Environmentalists slam govt over its stand on Western Ghats

Updated on Jul 20, 2022 12:21 AM IST

The union ministry of environment, forests and climate change (MoEF&CC) on July 6 had issued a notification in which it had proposed to demarcate large parts of Karnataka, Tamil Nadu, Gujarat, Maharashtra and other states as ESZ.

Environmentalists and a section of locals in Western Ghats belt of Karnataka have slammed the state government for rejecting the draft rules on creating an eco-sensitive zone (ESZ) that will cover over 20,000 km in the state alone. (HT)
Environmentalists and a section of locals in Western Ghats belt of Karnataka have slammed the state government for rejecting the draft rules on creating an eco-sensitive zone (ESZ) that will cover over 20,000 km in the state alone. (HT)
BySharan Poovanna, Bengaluru

Environmentalists and a section of locals in Western Ghats belt of Karnataka have slammed the state government for rejecting the draft rules on creating an eco-sensitive zone (ESZ) that will cover over 20,000 km in the state alone.

“How often have so many of our MLAs and MLCs met and discussed protecting our forests and biodiversity? Not once. Instead of saving our forests and all its goodness, they flock together like vultures and devour what precious little is left of our fragile ecosystem,” said Joseph Hoover, a wildlife activist and environmentalist.

The environmentalists said the eco-sensitive zone would have protected interest of farmers as there will be restrictions on unregulated building of resorts, hotels, mining projects and other developmental projects.

The statements come a day after the Karnataka government said it will contest the draft rules legally and take a decision in the cabinet meeting on July 22.

The union ministry of environment, forests and climate change (MoEF&CC) on July 6 had issued a notification in which it had proposed to demarcate large parts of Karnataka, Tamil Nadu, Gujarat, Maharashtra and other states as ESZ.

Over 20,600 sq km of the total 60,000 sq km of the Western Ghats falls in Karnataka and is home to hundreds of species of animals and other living creatures.

Karnataka chief minister Basvaraj Bommai on December 4 refused to go ahead with the Kasturirangan committee report which proposes that around 37% of total area to be declared as ESZ.

The Western Ghats, a chain of mountains that run parallel to India’s western coast, traverses through Gujarat, Maharashtra, Goa, Karnataka, Kerala and Tamil Nadu and is around 1.4 lakh sq km and a 1,600 km stretch.

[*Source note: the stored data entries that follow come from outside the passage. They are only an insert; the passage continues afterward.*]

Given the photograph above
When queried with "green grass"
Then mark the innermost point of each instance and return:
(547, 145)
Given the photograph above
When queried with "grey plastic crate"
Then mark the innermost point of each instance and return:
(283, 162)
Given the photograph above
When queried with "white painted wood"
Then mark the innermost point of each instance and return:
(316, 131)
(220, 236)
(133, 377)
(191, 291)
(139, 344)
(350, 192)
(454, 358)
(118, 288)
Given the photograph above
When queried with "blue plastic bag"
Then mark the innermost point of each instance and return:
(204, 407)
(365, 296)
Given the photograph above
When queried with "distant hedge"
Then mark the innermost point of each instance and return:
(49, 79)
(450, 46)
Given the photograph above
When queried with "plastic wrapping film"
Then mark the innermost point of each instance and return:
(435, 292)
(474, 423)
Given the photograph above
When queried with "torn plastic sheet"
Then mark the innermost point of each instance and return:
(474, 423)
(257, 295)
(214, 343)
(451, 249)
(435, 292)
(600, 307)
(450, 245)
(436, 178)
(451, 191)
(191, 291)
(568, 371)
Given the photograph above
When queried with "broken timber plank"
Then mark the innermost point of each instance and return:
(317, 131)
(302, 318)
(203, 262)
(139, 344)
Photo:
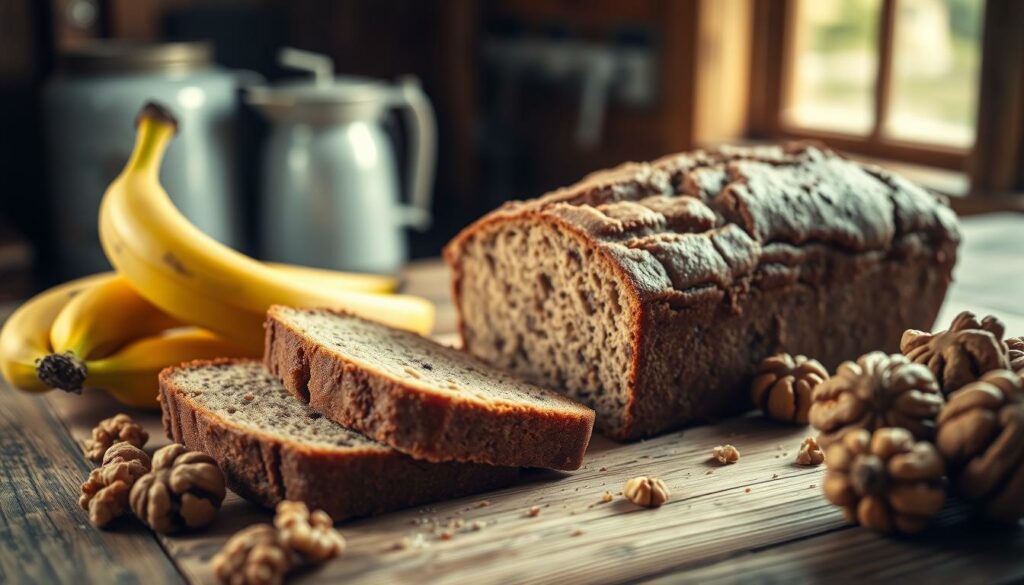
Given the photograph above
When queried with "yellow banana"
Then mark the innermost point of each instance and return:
(344, 281)
(130, 375)
(196, 279)
(103, 318)
(26, 335)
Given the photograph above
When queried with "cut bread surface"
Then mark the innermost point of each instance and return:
(429, 401)
(650, 291)
(272, 447)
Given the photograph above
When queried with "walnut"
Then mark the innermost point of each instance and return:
(253, 556)
(962, 353)
(104, 494)
(810, 453)
(1016, 354)
(118, 428)
(725, 454)
(183, 491)
(646, 492)
(782, 386)
(885, 479)
(310, 535)
(980, 433)
(877, 390)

“The setting up of industries and manufacturing can be done in places like Raichur and northern parts of Karnataka where there is water and availability of flat lands. In this belt, they use machines to clear trees, forests and create flatlands which are prone to landslides and other catastrophes,” said Anup B, a software engineer from Ajjarkad in Udupi.

The heavy rains in the region adds to problems of regular commercial activity at least for two to three months in a year while the same acts as an attraction for resorts and hotels built in fragile areas, adding to the possibility of human-animal conflict and destruction of forest cover.

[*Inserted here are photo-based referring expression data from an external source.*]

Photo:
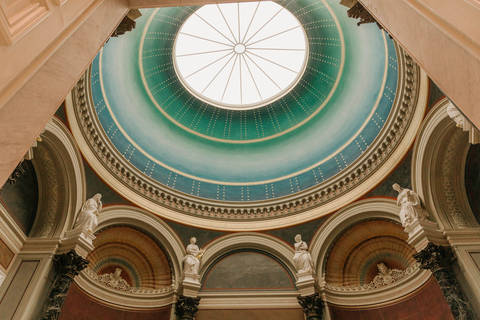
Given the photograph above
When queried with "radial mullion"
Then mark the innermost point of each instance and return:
(263, 72)
(228, 81)
(205, 52)
(281, 49)
(263, 26)
(219, 72)
(253, 79)
(208, 65)
(226, 22)
(251, 20)
(191, 35)
(241, 90)
(214, 28)
(277, 64)
(274, 35)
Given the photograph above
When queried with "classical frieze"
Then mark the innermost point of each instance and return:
(147, 188)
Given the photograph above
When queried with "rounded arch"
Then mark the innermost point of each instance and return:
(154, 227)
(442, 148)
(341, 221)
(251, 241)
(61, 180)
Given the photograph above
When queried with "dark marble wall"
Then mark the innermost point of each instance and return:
(21, 198)
(80, 306)
(254, 314)
(472, 179)
(427, 303)
(247, 270)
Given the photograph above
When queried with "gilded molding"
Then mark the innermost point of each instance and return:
(386, 143)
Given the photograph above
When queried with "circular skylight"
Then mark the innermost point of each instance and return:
(240, 55)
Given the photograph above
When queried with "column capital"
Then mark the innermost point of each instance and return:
(186, 307)
(312, 306)
(435, 257)
(69, 264)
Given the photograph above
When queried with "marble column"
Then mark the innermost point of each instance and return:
(439, 260)
(312, 306)
(186, 307)
(67, 266)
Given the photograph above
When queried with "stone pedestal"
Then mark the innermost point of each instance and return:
(312, 306)
(421, 232)
(190, 284)
(306, 283)
(439, 260)
(79, 240)
(186, 307)
(67, 266)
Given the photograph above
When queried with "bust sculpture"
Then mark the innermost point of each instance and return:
(191, 260)
(411, 208)
(87, 218)
(302, 259)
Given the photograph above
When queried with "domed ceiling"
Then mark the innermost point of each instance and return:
(291, 122)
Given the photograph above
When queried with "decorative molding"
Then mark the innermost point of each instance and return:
(19, 17)
(463, 123)
(378, 281)
(249, 300)
(128, 23)
(442, 148)
(247, 240)
(118, 283)
(123, 215)
(448, 174)
(394, 139)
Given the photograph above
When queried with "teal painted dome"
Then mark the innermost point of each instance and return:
(319, 128)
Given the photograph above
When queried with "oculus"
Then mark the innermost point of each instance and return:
(240, 56)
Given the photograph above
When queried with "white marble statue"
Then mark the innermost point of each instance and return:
(456, 115)
(87, 218)
(411, 207)
(191, 261)
(302, 259)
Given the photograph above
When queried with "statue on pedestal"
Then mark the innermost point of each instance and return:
(302, 259)
(87, 218)
(411, 207)
(192, 259)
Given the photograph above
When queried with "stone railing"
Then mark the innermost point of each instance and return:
(379, 281)
(120, 284)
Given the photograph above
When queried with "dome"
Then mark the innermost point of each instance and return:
(181, 154)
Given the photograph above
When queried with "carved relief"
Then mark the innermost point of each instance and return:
(129, 176)
(115, 281)
(385, 277)
(411, 207)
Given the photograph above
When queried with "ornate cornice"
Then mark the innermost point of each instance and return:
(147, 190)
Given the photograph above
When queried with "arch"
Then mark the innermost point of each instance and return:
(251, 241)
(124, 215)
(61, 181)
(442, 148)
(339, 222)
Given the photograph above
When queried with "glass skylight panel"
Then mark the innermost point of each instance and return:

To be sure, all other states had earlier rejected the Madhav Gadgil report in 2010, calling it “anti-agrarian”, necessitating the setting up of another committee under Dr Kasturirangan, which experts said, was a “diluted” version that tried to find a balance in saving livelihoods as well as the rapidly denigrating ecology.

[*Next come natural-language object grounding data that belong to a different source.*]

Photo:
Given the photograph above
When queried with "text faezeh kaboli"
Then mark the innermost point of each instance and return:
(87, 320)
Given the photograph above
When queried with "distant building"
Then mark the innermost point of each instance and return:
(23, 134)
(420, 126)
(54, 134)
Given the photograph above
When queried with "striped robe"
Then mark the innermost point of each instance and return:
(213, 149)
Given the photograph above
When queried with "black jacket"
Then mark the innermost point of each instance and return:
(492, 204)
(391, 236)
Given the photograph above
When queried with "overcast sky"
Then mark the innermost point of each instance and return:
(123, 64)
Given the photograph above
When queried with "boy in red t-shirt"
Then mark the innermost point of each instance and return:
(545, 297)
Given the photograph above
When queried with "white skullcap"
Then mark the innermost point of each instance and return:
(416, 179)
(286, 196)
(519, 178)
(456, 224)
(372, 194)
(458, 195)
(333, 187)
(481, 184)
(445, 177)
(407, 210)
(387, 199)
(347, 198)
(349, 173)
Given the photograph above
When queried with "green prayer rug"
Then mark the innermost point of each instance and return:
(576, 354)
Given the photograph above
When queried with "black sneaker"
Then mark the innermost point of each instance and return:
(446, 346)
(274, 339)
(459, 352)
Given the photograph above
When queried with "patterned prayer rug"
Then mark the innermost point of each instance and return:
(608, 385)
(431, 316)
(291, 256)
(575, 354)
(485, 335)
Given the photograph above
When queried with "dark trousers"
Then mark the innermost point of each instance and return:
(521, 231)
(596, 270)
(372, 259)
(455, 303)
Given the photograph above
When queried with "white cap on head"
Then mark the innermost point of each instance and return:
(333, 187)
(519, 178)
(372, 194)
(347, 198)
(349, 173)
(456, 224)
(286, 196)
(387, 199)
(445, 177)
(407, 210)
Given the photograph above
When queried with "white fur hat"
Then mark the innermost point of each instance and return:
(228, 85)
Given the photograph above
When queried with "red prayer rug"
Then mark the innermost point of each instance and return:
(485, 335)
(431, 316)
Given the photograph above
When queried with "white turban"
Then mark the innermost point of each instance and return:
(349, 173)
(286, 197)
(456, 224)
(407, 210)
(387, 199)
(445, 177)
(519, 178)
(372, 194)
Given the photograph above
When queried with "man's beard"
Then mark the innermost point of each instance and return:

“We have and will protect our forests. There are thousands of acres of coffee plantations and there is no scientific way of demarcating borders of the ESZ or its buffer zone,” Vijay Kumar, the chief convenor of the Kasturirangan Varadhi Virodhi Horata Samithi, an organisation fighting against the draft report.

He said the committee (from the union government) should have consulted all elected representatives before making these rules but have instead relied on satellite images that would in effect take away their lives, property and livelihoods.

He even alleged that there were “anti-national” organisations (NGOs) who were spearheading the campaign to stunt developmental activities in the region.

KG Bopaiah, former Karnataka assembly speaker and BJP legislator from Virajpet in Kodagu district, told HT: “They have made concessions in Kerala and we will also make similar provisions to safeguard forests in our state. These regulations will hurt us and the economy badly.”